子供たちと一緒に剣道を始めたのもそういう気持ちの表れでしたが、始めて3カ月ほどが過ぎて稽古の回数もまだまだ少ないですが、楽しい趣味がまた一つ増えた感じがして楽しくやっています。新年の初稽古で先生から「今年は初段を取ってください。」と言われて嬉しかったです。今年は初段取得を目標に頑張ろうと思います。少林寺拳法の世界ではチャレンジする気持ちを失いつつあっただけに、新たにチャレンジできる目標が見つかったことはとてもやりがいを感じます。

実は年末の試験で中一の長男は初段初受験で落ちたんですよね。まあ、間違いなく実力不足なんですが、ダメなものはダメときっちり落とす剣道の試験制度は甘すぎる少林寺拳法の試験に比べむしろすがすがしさを感じます。
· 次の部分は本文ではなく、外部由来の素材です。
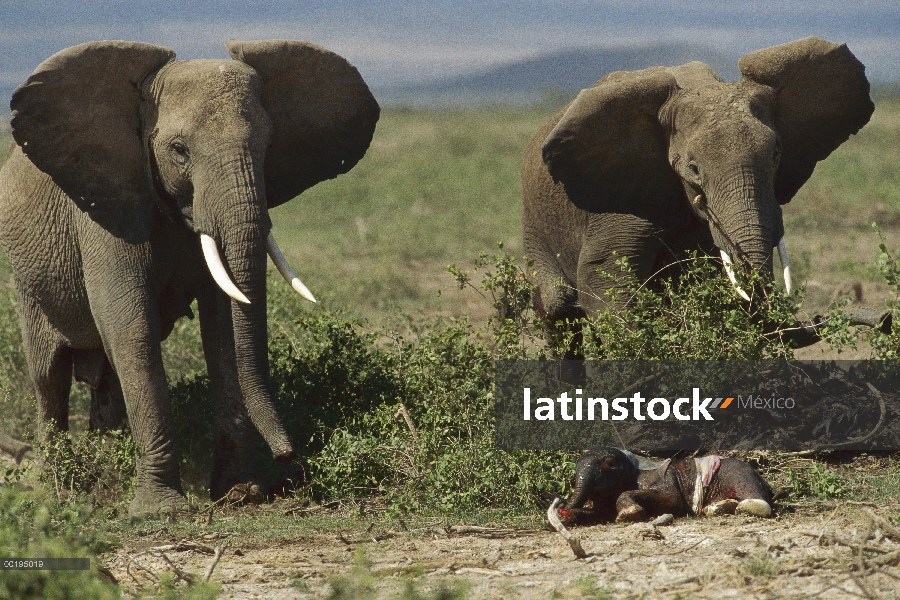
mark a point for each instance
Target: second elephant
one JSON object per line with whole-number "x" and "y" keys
{"x": 648, "y": 165}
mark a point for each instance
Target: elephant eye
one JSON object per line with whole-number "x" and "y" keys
{"x": 179, "y": 148}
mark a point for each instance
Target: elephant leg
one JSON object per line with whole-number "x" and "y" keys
{"x": 738, "y": 481}
{"x": 235, "y": 456}
{"x": 637, "y": 505}
{"x": 118, "y": 283}
{"x": 50, "y": 363}
{"x": 108, "y": 411}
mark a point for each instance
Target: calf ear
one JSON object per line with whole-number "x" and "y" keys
{"x": 323, "y": 114}
{"x": 609, "y": 149}
{"x": 821, "y": 99}
{"x": 77, "y": 118}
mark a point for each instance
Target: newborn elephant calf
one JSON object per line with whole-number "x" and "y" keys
{"x": 628, "y": 488}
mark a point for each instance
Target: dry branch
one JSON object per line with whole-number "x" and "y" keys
{"x": 212, "y": 566}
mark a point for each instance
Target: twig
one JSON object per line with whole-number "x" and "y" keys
{"x": 178, "y": 572}
{"x": 140, "y": 566}
{"x": 212, "y": 566}
{"x": 889, "y": 530}
{"x": 573, "y": 541}
{"x": 412, "y": 428}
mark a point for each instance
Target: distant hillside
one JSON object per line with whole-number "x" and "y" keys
{"x": 544, "y": 77}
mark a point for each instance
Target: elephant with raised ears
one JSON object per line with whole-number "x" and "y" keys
{"x": 651, "y": 164}
{"x": 139, "y": 183}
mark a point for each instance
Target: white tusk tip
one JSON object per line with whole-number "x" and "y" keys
{"x": 217, "y": 270}
{"x": 302, "y": 290}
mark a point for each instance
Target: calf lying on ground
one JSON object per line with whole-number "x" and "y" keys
{"x": 628, "y": 488}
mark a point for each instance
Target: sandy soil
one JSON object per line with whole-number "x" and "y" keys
{"x": 720, "y": 557}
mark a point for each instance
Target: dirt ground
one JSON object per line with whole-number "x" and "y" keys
{"x": 805, "y": 551}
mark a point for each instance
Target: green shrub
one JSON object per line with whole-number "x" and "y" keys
{"x": 33, "y": 526}
{"x": 100, "y": 465}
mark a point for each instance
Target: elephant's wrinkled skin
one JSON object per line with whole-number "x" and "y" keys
{"x": 126, "y": 163}
{"x": 650, "y": 164}
{"x": 622, "y": 489}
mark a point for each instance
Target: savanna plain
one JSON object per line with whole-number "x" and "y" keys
{"x": 381, "y": 506}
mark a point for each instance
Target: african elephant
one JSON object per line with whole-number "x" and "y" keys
{"x": 625, "y": 487}
{"x": 650, "y": 164}
{"x": 139, "y": 183}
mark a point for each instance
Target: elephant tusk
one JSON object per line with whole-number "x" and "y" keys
{"x": 285, "y": 269}
{"x": 217, "y": 269}
{"x": 726, "y": 261}
{"x": 782, "y": 254}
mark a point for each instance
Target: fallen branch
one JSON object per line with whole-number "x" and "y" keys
{"x": 574, "y": 542}
{"x": 889, "y": 530}
{"x": 189, "y": 579}
{"x": 212, "y": 566}
{"x": 483, "y": 531}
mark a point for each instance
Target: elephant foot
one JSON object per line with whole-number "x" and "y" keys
{"x": 165, "y": 501}
{"x": 755, "y": 507}
{"x": 631, "y": 514}
{"x": 722, "y": 507}
{"x": 245, "y": 493}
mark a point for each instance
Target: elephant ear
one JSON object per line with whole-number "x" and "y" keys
{"x": 609, "y": 149}
{"x": 822, "y": 98}
{"x": 323, "y": 114}
{"x": 77, "y": 117}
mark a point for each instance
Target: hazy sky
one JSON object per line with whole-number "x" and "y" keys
{"x": 404, "y": 41}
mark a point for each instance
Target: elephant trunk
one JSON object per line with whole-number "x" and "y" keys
{"x": 747, "y": 228}
{"x": 230, "y": 207}
{"x": 244, "y": 246}
{"x": 579, "y": 495}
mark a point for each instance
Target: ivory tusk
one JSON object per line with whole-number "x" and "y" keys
{"x": 217, "y": 269}
{"x": 726, "y": 261}
{"x": 285, "y": 269}
{"x": 782, "y": 254}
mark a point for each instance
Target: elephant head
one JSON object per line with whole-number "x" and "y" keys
{"x": 601, "y": 474}
{"x": 134, "y": 137}
{"x": 660, "y": 141}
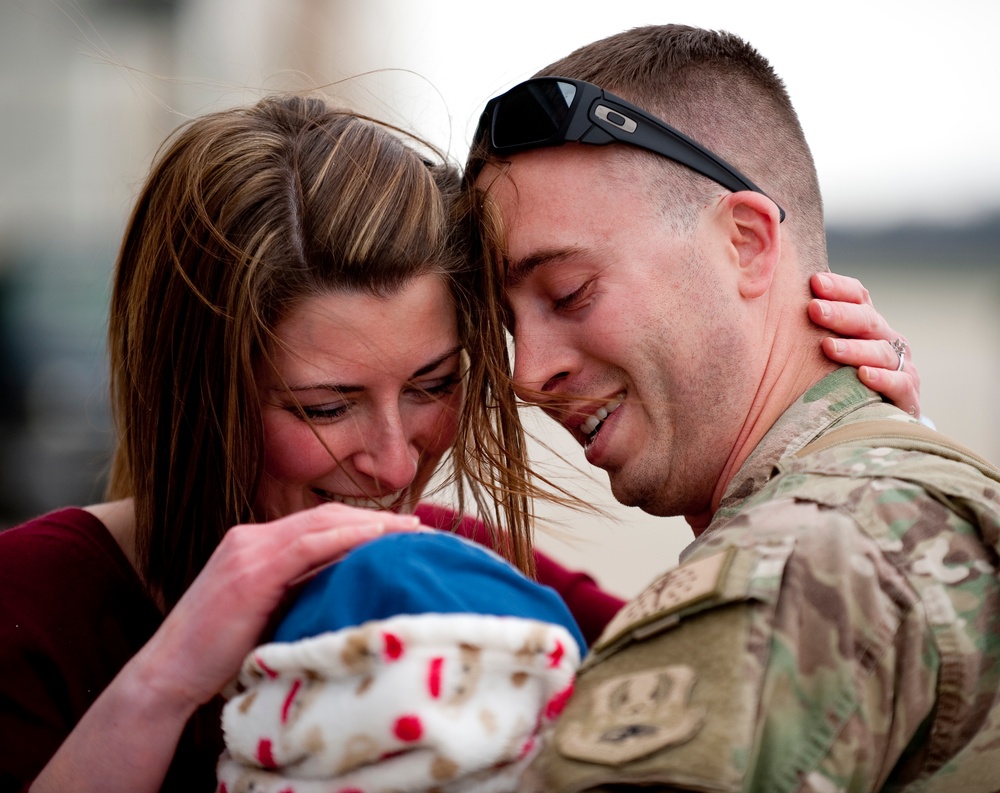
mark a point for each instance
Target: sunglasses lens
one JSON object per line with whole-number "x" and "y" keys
{"x": 532, "y": 114}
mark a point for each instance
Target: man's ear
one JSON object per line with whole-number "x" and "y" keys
{"x": 755, "y": 237}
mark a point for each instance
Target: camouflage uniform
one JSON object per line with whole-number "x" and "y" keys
{"x": 834, "y": 629}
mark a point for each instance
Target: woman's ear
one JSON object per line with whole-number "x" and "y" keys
{"x": 755, "y": 236}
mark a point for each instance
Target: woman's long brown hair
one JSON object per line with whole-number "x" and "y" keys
{"x": 245, "y": 213}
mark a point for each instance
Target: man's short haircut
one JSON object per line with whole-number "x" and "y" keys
{"x": 719, "y": 90}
中学生あたりだと大体2-3回は受け直してやっと合格という子も多いみたいです。テレビでも放送されてましたが、年に一回のみ京都で開かれる8段の昇段審査には5-600人の剣士が受けに来て合格するのは4-5人、合格率1%前後、全国大会で優勝したことのある人でさえなかなか合格できないという超難関の試験だそうです。だからこそ剣道の段位というのは価値があるのだなぁと思います。

何より素晴らしいのは、それだけ困難な試験であっても剣士の間から「審査基準がおかしい」という話がほとんど聞かれないこと。それは2段、3段という低段位の試験でも同じように審査員への不満というのを言う人はあまりいないですね。資格というのはこうあるべきだと思い、勉強になります。

 少林寺拳法の方は大学の練習に少し顔を出すようにしようと思っています。道場の練習もなるべく行くようにはしますが、どうもやる気のないぼーっとした子供ばかりで教える意欲もわいてこないんですよね。大学生の真剣な練習の方が相手するのも教えるのもずっと楽しいです。剣道の稽古と並行しながらいいところを取り入れて行こうと思います。

新年早々忙しいですが、しっかり地に足をつけて今年も頑張りたいと思います。